There are multiple other options for solving discrete optimization problems. If a problem can be divided into sub-problems for which optimal solutions can be found, dynamic programming approaches can be used. If, when traversing some solution we can determine that it can't be better than a solution we've already checked, backtracking can be implemented.

There is also quite a diverse set of possible heuristic methods to choose from, some of which are inspired by mechanisms observed in nature. This category includes techniques like hill climbing, genetic programming, ant colony optimization, or simulated annealing. Unlike random algorithms, these methods try to utilize smart tricks together with the information of a solution structure and its quality to check the most promising solutions, instead of doing it blindly.

Hyperopt

According to the docs, "hyperopt is a Python library for serial and parallel optimization over awkward search spaces, which may include real-valued, discrete, and conditional dimensions". This short description neatly sums up the library's powerful capabilities. It can, based on a user-defined loss function and a search space, perform optimization of complex functions. It supports a wide range of parameter types - they can be continuous or discrete, strictly conditional or combinatorial.
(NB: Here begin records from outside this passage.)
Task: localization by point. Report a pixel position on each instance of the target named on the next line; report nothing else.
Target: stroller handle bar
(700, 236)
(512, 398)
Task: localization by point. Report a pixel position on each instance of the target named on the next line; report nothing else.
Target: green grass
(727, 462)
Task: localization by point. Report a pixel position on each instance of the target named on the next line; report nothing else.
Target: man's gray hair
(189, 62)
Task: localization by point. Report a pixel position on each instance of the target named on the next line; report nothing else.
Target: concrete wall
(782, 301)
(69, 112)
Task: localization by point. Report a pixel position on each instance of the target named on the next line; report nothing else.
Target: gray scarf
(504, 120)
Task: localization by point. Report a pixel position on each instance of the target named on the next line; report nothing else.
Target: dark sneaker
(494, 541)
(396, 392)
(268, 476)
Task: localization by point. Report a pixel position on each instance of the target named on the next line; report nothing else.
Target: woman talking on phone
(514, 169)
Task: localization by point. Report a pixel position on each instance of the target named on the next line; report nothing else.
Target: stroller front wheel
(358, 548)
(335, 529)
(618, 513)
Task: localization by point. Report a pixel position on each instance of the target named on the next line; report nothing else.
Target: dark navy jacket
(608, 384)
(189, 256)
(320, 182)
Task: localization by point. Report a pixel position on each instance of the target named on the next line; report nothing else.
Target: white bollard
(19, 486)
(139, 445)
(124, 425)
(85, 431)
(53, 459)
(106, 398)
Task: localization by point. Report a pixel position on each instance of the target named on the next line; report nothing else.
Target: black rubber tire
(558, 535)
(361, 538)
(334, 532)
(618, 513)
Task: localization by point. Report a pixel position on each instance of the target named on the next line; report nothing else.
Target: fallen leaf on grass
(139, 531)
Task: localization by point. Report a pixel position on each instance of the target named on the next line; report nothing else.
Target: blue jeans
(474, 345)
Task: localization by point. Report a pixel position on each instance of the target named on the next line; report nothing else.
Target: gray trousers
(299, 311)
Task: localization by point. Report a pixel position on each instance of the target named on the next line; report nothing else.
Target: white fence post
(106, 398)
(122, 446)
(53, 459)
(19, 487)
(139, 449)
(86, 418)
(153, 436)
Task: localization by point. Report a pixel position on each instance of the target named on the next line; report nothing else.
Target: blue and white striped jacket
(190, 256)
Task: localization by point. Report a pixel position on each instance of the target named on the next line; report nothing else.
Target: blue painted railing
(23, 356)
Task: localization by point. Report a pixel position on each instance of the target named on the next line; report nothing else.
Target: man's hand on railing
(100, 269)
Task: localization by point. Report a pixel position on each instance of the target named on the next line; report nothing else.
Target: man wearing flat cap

This versatility makes hyperopt a versatile tool suited for usage in lots of different contexts.

Hyperopt supports two ways of traversing the solutions space in search of the optimal solution - grid search or Tree of Parzen Estimators (TPE). You can read up on them in Algorithms for Hyper-Parameter Optimization. In a nutshell, the tree-based method tries to pick the most promising solutions for tests, potentially arriving at the optimum quicker than the random search. However, it is more susceptible to falling into local optima. It's probably best to experiment with all three methods or pick one based on your problem characteristics.

Another interesting aspect of the tool is the fact that it exists in four versions:

  • hyperopt - the general one
  • hyperopt-nnet - for optimizing neural nets hyperparams
  • hyperopt-convnet - for optimizing convolutional neural nets hyperparams
  • hyperopt-sklearn - for use with scikit-learn estimators

If you want to get all the details, refer to the official documentation of the tool.

Experiments

Having familiarized ourselves with the basic theory, we can now proceed to make use of hyperopt in real-world problems. The sections below present two use cases of the library - the first one being a very concise model and hyperparameters selection for scikit-learn, and the second one a search for optimal preprocessing for optical character recognition (OCR). You can find all the code used in the following snippets in this GitHub repository.

Hyperparameters optimization in machine learning

Let's begin with a simple usage with scikit-learn. We'll use a sample dataset and let hyperopt choose the optimal estimator and its parameters to arrive at the best solution. The dataset loaded is the Iris plants dataset, which represents a simple classification problem. The code below downloads the dataset, splits it into train and validation subsets, and then, with neither a model type nor hyperparameters specified manually, trains an effective estimator. At the very end, the final accuracy on the validation set is calculated, and the details of the best model found are presented.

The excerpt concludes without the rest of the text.